I'm writing realtime numeric software, in C++, currently compiling it with Visual-C++ 2008.
Now using 'fast' floating point model (/fp:fast
), various optimizations, most of them useful my case, but specifically:
a/b -> a*(1/b) Division by multiplicative inverse
is too numerically unstable for a-lot of my calculations.
(see: Microsoft Visual C++ Floating-Point Optimization)
Switching to /fp:precise
makes my application run more than twice as slow. Is is possible to either fine-tune the optimizer (ie. disable this specific optimization), or somehow manually bypass it?

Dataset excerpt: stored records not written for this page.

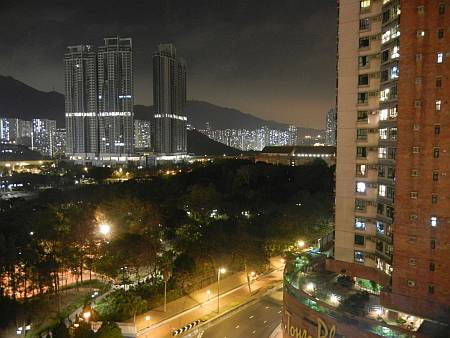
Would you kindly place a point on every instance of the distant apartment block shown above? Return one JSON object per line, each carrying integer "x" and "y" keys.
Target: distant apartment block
{"x": 142, "y": 134}
{"x": 169, "y": 95}
{"x": 43, "y": 136}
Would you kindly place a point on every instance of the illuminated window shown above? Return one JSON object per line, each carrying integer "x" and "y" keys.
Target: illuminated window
{"x": 382, "y": 190}
{"x": 359, "y": 240}
{"x": 386, "y": 36}
{"x": 433, "y": 221}
{"x": 364, "y": 4}
{"x": 393, "y": 133}
{"x": 436, "y": 152}
{"x": 361, "y": 134}
{"x": 359, "y": 256}
{"x": 361, "y": 187}
{"x": 363, "y": 98}
{"x": 432, "y": 266}
{"x": 364, "y": 43}
{"x": 435, "y": 175}
{"x": 439, "y": 81}
{"x": 434, "y": 198}
{"x": 364, "y": 24}
{"x": 361, "y": 152}
{"x": 395, "y": 52}
{"x": 361, "y": 170}
{"x": 380, "y": 227}
{"x": 384, "y": 94}
{"x": 360, "y": 205}
{"x": 362, "y": 116}
{"x": 394, "y": 72}
{"x": 363, "y": 80}
{"x": 363, "y": 61}
{"x": 438, "y": 105}
{"x": 360, "y": 223}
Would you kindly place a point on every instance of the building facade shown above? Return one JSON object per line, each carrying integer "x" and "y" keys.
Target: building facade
{"x": 115, "y": 97}
{"x": 43, "y": 136}
{"x": 15, "y": 131}
{"x": 330, "y": 130}
{"x": 392, "y": 207}
{"x": 99, "y": 100}
{"x": 80, "y": 70}
{"x": 169, "y": 95}
{"x": 142, "y": 134}
{"x": 391, "y": 151}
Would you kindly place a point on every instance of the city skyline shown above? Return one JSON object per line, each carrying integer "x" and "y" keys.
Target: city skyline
{"x": 266, "y": 66}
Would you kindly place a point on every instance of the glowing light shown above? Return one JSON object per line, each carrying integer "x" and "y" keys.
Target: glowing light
{"x": 300, "y": 244}
{"x": 334, "y": 299}
{"x": 310, "y": 287}
{"x": 105, "y": 229}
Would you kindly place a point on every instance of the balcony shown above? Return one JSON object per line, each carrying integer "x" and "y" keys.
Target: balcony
{"x": 324, "y": 292}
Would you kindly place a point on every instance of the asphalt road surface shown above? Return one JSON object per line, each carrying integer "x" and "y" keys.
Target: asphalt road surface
{"x": 258, "y": 320}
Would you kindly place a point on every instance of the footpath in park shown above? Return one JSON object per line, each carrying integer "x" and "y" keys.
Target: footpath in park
{"x": 202, "y": 304}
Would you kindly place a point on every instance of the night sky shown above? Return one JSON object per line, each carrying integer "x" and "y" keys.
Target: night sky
{"x": 272, "y": 58}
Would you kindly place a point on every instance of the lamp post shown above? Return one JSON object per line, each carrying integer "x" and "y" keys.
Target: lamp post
{"x": 219, "y": 272}
{"x": 105, "y": 229}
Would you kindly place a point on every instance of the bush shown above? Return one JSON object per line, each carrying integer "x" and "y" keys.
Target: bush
{"x": 355, "y": 304}
{"x": 109, "y": 330}
{"x": 121, "y": 306}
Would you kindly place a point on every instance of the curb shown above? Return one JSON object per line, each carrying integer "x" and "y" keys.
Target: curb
{"x": 230, "y": 312}
{"x": 156, "y": 325}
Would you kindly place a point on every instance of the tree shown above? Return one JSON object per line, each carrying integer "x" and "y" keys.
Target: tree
{"x": 60, "y": 331}
{"x": 109, "y": 330}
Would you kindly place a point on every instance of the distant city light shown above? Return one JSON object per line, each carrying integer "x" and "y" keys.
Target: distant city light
{"x": 334, "y": 299}
{"x": 105, "y": 229}
{"x": 310, "y": 287}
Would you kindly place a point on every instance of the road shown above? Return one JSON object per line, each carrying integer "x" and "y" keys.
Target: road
{"x": 234, "y": 291}
{"x": 258, "y": 320}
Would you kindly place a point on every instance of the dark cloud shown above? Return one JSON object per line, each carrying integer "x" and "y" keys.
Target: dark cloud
{"x": 275, "y": 59}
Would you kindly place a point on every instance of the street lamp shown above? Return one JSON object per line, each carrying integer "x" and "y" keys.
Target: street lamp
{"x": 87, "y": 315}
{"x": 105, "y": 229}
{"x": 219, "y": 272}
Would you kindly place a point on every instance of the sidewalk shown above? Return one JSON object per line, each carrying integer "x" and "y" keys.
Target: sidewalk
{"x": 201, "y": 305}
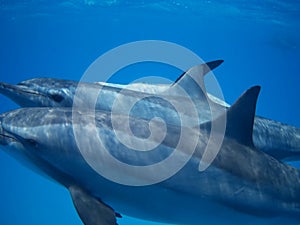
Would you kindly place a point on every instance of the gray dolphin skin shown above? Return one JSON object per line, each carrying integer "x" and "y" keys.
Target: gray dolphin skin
{"x": 243, "y": 185}
{"x": 279, "y": 140}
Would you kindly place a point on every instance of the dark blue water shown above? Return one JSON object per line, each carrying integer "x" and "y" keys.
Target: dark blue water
{"x": 259, "y": 41}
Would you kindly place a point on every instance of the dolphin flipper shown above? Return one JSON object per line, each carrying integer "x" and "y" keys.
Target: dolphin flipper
{"x": 91, "y": 210}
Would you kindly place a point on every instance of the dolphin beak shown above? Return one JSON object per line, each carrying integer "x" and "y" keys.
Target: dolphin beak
{"x": 17, "y": 89}
{"x": 18, "y": 93}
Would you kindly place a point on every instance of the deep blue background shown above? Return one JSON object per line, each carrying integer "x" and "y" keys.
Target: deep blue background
{"x": 259, "y": 42}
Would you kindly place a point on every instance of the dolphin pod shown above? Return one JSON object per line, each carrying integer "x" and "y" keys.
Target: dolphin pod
{"x": 242, "y": 185}
{"x": 48, "y": 92}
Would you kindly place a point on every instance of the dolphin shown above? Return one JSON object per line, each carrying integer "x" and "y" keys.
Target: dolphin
{"x": 279, "y": 140}
{"x": 243, "y": 185}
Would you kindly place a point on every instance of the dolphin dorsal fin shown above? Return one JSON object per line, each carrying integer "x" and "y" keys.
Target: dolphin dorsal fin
{"x": 240, "y": 117}
{"x": 192, "y": 81}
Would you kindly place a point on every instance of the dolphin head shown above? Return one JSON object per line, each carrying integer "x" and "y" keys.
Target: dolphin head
{"x": 40, "y": 92}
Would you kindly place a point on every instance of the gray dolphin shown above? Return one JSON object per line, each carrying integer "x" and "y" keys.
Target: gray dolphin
{"x": 242, "y": 185}
{"x": 279, "y": 140}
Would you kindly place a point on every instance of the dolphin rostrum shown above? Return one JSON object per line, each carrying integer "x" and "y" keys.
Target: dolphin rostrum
{"x": 242, "y": 185}
{"x": 279, "y": 140}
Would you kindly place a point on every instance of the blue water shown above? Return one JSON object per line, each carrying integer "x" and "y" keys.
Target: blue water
{"x": 259, "y": 41}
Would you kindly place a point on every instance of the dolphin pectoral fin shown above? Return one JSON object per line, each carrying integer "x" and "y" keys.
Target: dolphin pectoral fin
{"x": 192, "y": 81}
{"x": 91, "y": 210}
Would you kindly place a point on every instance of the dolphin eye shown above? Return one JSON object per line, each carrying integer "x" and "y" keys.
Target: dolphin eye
{"x": 57, "y": 97}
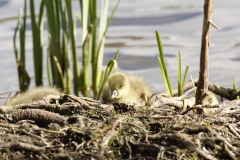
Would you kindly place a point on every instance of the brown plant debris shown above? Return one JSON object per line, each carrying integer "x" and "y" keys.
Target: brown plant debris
{"x": 83, "y": 128}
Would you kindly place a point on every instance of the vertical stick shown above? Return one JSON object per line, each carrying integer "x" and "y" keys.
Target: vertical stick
{"x": 202, "y": 86}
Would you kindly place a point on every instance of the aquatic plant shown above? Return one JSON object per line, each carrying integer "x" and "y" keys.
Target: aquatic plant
{"x": 163, "y": 68}
{"x": 62, "y": 44}
{"x": 23, "y": 77}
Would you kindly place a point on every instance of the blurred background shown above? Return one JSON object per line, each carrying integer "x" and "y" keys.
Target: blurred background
{"x": 133, "y": 32}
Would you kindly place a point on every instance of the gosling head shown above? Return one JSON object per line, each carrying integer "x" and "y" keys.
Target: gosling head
{"x": 118, "y": 85}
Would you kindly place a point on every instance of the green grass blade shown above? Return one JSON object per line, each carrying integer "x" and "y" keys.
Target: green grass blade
{"x": 184, "y": 78}
{"x": 164, "y": 77}
{"x": 52, "y": 8}
{"x": 24, "y": 79}
{"x": 179, "y": 75}
{"x": 162, "y": 64}
{"x": 65, "y": 49}
{"x": 233, "y": 83}
{"x": 37, "y": 46}
{"x": 111, "y": 64}
{"x": 99, "y": 54}
{"x": 72, "y": 31}
{"x": 193, "y": 84}
{"x": 48, "y": 62}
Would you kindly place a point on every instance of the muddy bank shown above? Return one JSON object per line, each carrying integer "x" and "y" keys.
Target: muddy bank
{"x": 82, "y": 128}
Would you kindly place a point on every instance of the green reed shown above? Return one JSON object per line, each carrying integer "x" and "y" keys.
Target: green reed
{"x": 163, "y": 68}
{"x": 24, "y": 79}
{"x": 62, "y": 49}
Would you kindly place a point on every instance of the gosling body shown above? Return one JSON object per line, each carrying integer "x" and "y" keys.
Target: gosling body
{"x": 33, "y": 95}
{"x": 125, "y": 88}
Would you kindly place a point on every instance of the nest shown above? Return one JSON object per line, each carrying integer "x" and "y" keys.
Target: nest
{"x": 82, "y": 128}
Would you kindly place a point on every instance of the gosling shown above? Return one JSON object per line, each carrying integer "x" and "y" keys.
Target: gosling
{"x": 40, "y": 93}
{"x": 125, "y": 88}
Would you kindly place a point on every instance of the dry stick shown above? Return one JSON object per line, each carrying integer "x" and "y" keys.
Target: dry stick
{"x": 20, "y": 145}
{"x": 202, "y": 86}
{"x": 41, "y": 117}
{"x": 184, "y": 140}
{"x": 109, "y": 135}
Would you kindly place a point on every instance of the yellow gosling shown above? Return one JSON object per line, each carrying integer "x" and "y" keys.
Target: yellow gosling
{"x": 125, "y": 88}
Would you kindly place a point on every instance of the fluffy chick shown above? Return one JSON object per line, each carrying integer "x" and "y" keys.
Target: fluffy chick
{"x": 125, "y": 88}
{"x": 33, "y": 95}
{"x": 210, "y": 99}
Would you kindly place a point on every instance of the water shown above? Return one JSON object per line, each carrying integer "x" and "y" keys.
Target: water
{"x": 133, "y": 32}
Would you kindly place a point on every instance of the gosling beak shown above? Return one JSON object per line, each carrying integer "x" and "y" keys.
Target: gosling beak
{"x": 114, "y": 94}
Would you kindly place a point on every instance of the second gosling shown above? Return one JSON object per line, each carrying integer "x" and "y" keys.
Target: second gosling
{"x": 125, "y": 88}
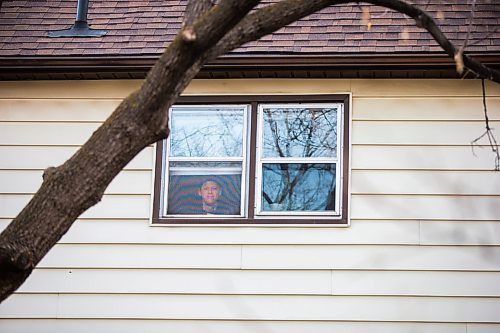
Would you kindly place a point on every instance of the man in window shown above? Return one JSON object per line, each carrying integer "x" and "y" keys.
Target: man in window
{"x": 211, "y": 203}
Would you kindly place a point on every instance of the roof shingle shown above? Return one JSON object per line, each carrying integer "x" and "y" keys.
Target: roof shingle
{"x": 138, "y": 28}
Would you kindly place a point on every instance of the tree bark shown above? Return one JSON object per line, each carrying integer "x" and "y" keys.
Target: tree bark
{"x": 141, "y": 119}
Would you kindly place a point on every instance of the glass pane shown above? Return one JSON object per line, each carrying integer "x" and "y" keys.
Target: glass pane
{"x": 207, "y": 168}
{"x": 204, "y": 194}
{"x": 206, "y": 131}
{"x": 300, "y": 132}
{"x": 298, "y": 187}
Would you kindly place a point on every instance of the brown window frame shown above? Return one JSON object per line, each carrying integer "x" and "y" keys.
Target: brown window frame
{"x": 250, "y": 219}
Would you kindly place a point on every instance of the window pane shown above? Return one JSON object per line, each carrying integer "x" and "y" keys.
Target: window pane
{"x": 300, "y": 132}
{"x": 205, "y": 168}
{"x": 204, "y": 194}
{"x": 298, "y": 187}
{"x": 206, "y": 132}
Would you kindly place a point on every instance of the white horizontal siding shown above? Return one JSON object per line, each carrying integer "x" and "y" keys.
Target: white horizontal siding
{"x": 46, "y": 133}
{"x": 409, "y": 132}
{"x": 425, "y": 207}
{"x": 464, "y": 158}
{"x": 273, "y": 282}
{"x": 367, "y": 232}
{"x": 253, "y": 307}
{"x": 227, "y": 326}
{"x": 460, "y": 233}
{"x": 62, "y": 110}
{"x": 138, "y": 231}
{"x": 177, "y": 281}
{"x": 418, "y": 108}
{"x": 374, "y": 257}
{"x": 143, "y": 256}
{"x": 421, "y": 283}
{"x": 425, "y": 182}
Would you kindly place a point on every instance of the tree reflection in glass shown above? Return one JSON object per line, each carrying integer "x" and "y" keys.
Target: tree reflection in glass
{"x": 300, "y": 132}
{"x": 206, "y": 132}
{"x": 299, "y": 153}
{"x": 298, "y": 187}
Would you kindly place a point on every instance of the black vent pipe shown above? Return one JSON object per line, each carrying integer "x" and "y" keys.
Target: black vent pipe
{"x": 80, "y": 28}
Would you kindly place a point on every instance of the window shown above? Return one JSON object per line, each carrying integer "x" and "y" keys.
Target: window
{"x": 254, "y": 160}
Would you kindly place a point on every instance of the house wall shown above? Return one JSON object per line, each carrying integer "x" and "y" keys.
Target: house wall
{"x": 422, "y": 253}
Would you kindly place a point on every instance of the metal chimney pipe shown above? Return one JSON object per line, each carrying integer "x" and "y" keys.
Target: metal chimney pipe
{"x": 80, "y": 28}
{"x": 82, "y": 8}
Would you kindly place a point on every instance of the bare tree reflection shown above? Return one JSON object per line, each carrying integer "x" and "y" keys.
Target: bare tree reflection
{"x": 207, "y": 134}
{"x": 299, "y": 133}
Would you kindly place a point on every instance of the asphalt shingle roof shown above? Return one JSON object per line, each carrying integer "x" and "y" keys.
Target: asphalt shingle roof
{"x": 136, "y": 28}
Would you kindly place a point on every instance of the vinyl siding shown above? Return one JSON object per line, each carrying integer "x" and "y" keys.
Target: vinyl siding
{"x": 422, "y": 252}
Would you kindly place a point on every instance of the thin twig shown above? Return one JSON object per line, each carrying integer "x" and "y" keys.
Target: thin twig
{"x": 488, "y": 133}
{"x": 469, "y": 28}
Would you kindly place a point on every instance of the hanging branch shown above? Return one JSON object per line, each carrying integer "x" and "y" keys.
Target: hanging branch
{"x": 488, "y": 133}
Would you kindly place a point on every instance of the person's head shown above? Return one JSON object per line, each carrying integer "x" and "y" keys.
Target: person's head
{"x": 210, "y": 192}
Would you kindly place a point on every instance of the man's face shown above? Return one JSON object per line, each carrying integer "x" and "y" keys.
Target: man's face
{"x": 209, "y": 192}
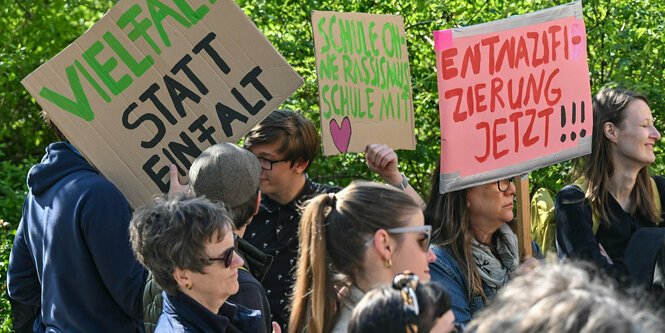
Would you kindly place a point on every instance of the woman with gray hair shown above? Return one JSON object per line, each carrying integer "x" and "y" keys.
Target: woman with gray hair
{"x": 565, "y": 299}
{"x": 188, "y": 245}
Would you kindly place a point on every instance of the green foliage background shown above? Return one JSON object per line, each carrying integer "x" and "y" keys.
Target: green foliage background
{"x": 625, "y": 47}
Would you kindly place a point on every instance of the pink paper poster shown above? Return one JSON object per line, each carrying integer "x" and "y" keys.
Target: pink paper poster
{"x": 511, "y": 97}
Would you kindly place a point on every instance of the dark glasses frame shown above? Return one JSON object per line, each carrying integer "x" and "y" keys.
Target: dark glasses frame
{"x": 263, "y": 160}
{"x": 227, "y": 257}
{"x": 507, "y": 185}
{"x": 427, "y": 229}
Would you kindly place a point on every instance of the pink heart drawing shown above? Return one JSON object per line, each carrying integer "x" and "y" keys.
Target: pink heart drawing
{"x": 341, "y": 134}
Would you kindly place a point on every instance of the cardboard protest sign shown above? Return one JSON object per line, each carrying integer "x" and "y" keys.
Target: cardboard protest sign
{"x": 364, "y": 81}
{"x": 156, "y": 82}
{"x": 514, "y": 96}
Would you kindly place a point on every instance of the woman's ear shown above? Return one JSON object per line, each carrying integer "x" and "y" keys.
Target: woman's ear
{"x": 610, "y": 132}
{"x": 181, "y": 276}
{"x": 301, "y": 165}
{"x": 383, "y": 244}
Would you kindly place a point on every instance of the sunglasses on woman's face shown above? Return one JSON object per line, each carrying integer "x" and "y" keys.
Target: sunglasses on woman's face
{"x": 425, "y": 229}
{"x": 227, "y": 257}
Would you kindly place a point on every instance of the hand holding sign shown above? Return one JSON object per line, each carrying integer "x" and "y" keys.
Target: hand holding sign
{"x": 341, "y": 134}
{"x": 382, "y": 160}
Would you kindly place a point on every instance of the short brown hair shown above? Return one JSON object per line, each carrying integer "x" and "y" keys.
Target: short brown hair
{"x": 298, "y": 135}
{"x": 173, "y": 233}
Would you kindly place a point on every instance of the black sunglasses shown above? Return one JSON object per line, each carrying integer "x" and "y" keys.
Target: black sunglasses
{"x": 266, "y": 164}
{"x": 227, "y": 257}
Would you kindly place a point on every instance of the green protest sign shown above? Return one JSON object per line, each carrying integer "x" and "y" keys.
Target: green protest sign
{"x": 364, "y": 81}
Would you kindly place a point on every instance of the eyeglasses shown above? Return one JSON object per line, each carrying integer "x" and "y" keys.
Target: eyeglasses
{"x": 426, "y": 229}
{"x": 266, "y": 164}
{"x": 407, "y": 283}
{"x": 227, "y": 257}
{"x": 504, "y": 184}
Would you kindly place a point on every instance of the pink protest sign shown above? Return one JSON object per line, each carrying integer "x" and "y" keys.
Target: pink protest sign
{"x": 514, "y": 96}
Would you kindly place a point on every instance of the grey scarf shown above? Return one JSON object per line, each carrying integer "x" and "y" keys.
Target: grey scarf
{"x": 496, "y": 271}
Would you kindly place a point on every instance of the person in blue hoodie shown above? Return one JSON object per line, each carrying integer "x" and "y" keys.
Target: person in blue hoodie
{"x": 71, "y": 260}
{"x": 188, "y": 245}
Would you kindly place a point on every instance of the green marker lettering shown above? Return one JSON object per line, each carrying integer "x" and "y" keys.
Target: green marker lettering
{"x": 347, "y": 68}
{"x": 93, "y": 82}
{"x": 326, "y": 47}
{"x": 372, "y": 38}
{"x": 104, "y": 71}
{"x": 324, "y": 90}
{"x": 389, "y": 47}
{"x": 332, "y": 99}
{"x": 345, "y": 36}
{"x": 80, "y": 106}
{"x": 328, "y": 67}
{"x": 368, "y": 92}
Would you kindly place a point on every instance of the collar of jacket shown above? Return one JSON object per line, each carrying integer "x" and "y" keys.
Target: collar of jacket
{"x": 257, "y": 263}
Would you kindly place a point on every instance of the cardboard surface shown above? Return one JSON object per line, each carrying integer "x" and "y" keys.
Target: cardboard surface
{"x": 514, "y": 96}
{"x": 157, "y": 82}
{"x": 364, "y": 81}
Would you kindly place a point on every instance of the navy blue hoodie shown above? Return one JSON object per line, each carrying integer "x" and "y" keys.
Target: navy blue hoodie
{"x": 72, "y": 254}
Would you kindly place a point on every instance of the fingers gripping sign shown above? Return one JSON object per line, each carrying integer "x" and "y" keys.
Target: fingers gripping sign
{"x": 382, "y": 160}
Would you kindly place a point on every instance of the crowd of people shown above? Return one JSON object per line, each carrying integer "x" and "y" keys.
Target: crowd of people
{"x": 252, "y": 244}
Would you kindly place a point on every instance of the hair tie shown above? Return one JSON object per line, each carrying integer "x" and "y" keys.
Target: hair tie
{"x": 406, "y": 283}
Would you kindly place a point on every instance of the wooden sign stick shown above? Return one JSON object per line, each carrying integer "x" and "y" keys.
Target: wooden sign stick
{"x": 523, "y": 217}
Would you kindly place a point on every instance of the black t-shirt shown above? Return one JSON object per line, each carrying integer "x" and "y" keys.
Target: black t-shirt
{"x": 274, "y": 230}
{"x": 574, "y": 229}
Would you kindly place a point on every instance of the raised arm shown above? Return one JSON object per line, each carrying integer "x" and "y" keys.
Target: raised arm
{"x": 382, "y": 160}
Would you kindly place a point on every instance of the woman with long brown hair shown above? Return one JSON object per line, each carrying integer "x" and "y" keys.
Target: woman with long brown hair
{"x": 476, "y": 251}
{"x": 613, "y": 196}
{"x": 351, "y": 242}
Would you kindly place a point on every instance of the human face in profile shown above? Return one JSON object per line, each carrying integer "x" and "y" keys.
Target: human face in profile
{"x": 278, "y": 175}
{"x": 217, "y": 282}
{"x": 491, "y": 205}
{"x": 413, "y": 252}
{"x": 634, "y": 138}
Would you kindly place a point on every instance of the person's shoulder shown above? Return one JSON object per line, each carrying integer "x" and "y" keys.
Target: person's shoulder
{"x": 317, "y": 188}
{"x": 445, "y": 261}
{"x": 570, "y": 193}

- Actual minimal-code example: -
void test(float a, float b, float c,
float &ret0, float &ret1) {
ret0 = b/a;
ret1 = c/a;
}
[my actual code is mostly matrix related algorithms]
Output: VC (cl, version 15, 0x86) is:
divss xmm0,xmm1
mulss xmm2,xmm0
mulss xmm1,xmm0
Having one div, instead of two is a big problem numerically, (xmm0, is preloaded with 1.0f from RAM), as depending on the values of xmm1,2 (which may be in different ranges) you might lose a lot of precision (Compiling without SSE, outputs similar stack-x87-FPU code).
Wrapping the function with
#pragma float_control( precise, on, push )
...
#pragma float_control(pop)
Does solve the accuracy problem, but firstly, it's only available on a function-level (global-scope), and second, it prevents inlining of the function, (ie, speed penalties are too high)
'precise' output is being cast to 'double' back and forth as-well:
divsd xmm1,xmm2
cvtsd2ss xmm1,xmm1
divsd xmm1,xmm0
cvtpd2ps xmm0,xmm1